The Indicator from Planet Money recently spoke with Maximilian Hess, a fellow at the Foreign Policy Research Institute in London and a long-time Russia watcher. He says the signs that Nabiullina is a complicit member of Putin's inner circle were there for all to see from the moment she took on the role of governor of the CBR. A year into the role, she had to field an appeal from Russian oil flagship Rosneft. Russia had just invaded Crimea and the West had imposed sanctions on a raft of companies, including Rosneft. The company found itself squeezed by sanctions and falling prices on one side, and a combined $21 billion in upcoming debt payments on the other. It needed help.
Nabiullina was there. She engineered Rosneft's issue of 625 billion rubles ($10.2 billion) in local debt, which Hess says were pushed into the market without any kind of notice. She then added those notes to the CBR's Lombard credit list of securities that can be used as collateral for hard currency. Next, she made billions of dollars in loans to Rosneft, using the company's own notes as collateral.

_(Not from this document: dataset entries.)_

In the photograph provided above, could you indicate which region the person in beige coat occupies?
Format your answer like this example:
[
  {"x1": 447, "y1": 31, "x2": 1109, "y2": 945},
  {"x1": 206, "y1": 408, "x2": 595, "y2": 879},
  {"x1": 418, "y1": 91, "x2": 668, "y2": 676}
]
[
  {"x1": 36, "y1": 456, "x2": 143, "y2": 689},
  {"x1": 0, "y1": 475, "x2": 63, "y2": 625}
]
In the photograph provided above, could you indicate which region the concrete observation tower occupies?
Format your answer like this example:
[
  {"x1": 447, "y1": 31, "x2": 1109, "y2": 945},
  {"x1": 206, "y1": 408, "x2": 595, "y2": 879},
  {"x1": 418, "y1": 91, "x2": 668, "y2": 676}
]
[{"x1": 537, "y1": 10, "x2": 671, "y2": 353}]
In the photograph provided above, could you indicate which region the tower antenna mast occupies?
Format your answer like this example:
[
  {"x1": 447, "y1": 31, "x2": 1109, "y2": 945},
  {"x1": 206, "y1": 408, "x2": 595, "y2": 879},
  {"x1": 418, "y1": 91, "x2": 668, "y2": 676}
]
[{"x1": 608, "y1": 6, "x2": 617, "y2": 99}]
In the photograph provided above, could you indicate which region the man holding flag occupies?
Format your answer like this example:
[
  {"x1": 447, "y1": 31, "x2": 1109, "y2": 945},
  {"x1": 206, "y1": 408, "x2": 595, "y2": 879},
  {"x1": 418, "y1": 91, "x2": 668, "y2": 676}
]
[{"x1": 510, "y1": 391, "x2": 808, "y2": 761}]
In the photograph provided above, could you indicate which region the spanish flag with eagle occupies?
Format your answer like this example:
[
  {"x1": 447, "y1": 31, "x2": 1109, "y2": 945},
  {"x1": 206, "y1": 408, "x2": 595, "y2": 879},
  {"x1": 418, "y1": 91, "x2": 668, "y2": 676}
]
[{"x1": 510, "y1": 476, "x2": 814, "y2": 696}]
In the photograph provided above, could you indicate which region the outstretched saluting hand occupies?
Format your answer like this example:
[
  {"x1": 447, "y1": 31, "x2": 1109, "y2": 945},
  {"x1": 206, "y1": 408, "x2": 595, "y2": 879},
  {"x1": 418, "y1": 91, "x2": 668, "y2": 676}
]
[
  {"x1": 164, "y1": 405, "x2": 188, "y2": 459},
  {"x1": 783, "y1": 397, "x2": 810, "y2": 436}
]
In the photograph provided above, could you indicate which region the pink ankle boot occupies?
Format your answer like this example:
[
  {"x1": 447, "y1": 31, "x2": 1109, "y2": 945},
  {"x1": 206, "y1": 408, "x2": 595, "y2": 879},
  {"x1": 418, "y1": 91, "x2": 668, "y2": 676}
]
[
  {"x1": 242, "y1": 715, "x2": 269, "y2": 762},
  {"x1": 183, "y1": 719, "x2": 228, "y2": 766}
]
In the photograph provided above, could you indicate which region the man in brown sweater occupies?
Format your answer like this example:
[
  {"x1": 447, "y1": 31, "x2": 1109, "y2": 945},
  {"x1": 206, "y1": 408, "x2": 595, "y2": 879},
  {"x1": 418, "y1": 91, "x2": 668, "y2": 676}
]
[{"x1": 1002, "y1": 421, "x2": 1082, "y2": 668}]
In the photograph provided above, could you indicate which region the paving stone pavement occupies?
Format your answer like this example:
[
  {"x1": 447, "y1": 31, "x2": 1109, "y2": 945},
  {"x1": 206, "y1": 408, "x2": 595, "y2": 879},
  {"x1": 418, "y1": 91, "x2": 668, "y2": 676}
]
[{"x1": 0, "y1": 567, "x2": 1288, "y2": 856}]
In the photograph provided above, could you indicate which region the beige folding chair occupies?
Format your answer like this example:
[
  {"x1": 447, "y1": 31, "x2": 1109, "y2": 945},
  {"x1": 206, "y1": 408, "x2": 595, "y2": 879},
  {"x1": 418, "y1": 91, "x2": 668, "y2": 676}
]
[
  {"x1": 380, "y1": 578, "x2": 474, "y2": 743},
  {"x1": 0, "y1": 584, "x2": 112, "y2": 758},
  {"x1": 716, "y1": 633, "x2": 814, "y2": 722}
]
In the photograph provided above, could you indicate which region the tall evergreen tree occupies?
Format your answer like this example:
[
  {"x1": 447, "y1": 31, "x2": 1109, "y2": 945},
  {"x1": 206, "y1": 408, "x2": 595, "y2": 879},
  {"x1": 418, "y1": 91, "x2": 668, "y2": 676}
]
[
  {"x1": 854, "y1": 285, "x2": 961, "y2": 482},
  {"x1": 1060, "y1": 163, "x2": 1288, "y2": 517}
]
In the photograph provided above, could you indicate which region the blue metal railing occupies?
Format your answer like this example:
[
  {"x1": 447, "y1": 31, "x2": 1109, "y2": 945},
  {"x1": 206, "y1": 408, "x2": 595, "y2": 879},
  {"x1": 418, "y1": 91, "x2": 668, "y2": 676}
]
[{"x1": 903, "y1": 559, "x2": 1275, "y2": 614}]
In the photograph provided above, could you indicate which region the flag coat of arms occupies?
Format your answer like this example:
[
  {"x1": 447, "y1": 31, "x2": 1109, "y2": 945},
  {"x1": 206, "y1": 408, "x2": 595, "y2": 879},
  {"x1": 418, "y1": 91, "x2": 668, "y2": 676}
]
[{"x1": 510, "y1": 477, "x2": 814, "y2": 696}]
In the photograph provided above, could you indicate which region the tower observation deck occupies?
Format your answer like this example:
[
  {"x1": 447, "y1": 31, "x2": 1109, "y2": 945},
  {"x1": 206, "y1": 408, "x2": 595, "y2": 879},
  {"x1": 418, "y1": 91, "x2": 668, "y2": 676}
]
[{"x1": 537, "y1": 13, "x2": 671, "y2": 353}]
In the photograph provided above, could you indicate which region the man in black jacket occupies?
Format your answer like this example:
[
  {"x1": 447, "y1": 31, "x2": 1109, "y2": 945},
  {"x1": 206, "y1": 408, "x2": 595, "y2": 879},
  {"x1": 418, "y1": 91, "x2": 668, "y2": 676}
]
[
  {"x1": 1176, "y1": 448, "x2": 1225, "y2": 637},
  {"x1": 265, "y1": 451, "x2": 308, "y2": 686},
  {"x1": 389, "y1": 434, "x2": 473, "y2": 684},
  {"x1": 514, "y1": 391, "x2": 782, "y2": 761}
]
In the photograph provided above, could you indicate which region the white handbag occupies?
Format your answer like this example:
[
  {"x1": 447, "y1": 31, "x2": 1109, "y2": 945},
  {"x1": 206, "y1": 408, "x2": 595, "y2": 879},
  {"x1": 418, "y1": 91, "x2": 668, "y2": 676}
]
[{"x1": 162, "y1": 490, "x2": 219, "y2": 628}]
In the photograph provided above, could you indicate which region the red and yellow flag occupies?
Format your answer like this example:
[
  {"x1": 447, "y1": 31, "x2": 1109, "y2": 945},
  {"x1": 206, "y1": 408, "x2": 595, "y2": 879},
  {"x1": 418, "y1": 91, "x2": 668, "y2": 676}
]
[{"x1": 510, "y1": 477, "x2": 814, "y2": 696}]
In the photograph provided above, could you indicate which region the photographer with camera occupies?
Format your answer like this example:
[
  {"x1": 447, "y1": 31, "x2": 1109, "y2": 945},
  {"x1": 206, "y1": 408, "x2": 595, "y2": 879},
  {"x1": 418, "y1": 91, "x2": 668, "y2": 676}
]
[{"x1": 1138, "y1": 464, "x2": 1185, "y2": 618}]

It was a neat financial magic trick that amounted to a $15 billion bailout of the oil giant. It also hammered the ruble, which fell 20 percent against the dollar. Nabiullina tried to save the day by pumping interest rates up to 17 percent from 10.5 percent, but to no avail.
"So effectively what Nabiullina did was to bail out perhaps the most Kremlin-connected company." Hess says. "She not only destroyed Russian savings, but she made the cost of investment for them a lot higher. The Russian central bank says it has a mandate of protecting the economy and keeping price stability in check as with most central banks, but really Nabiullina only has one mandate and that is to protect the Kremlin and the Kremlin regime."
Hess says that nothing has changed since then. Nabiullina remains a key member of Putin's inner circle, despite rumors that she asked to resign in March, after the invasion of Ukraine. Other critics go further, saying she assisted in the plan for the invasion of Ukraine by building up Russia's foreign currency reserves on the one hand, while squeezing the Russian people with austerity measures on the other. Some even compare her to Albert Speer, Hitler's minister of armaments and war production, who was jailed for war crimes.
It's hard to know exactly who Elvira Nabiullina is, and what motivates her. She does, after all, work in the Kremlin, which is hardly a bastion of transparency. She started her career as a supposedly liberal technocrat, but her proximity to Vladimir Putin over the years appears to have eroded her willingness to remain politically aloof. It may be that Putin's decision to invade Ukraine was too much for her to stomach, and that she did attempt to resign, but the fact is that she is still in place, doing Putin's bidding, as she has for the last 22 years. Bankers and journalists in the West may hope that, in her heart, Nabiullina is still something of a liberal, committed to the principles of sound, non-partisan macroeconomics. It would be a mistake, however, to expect her to behave that way.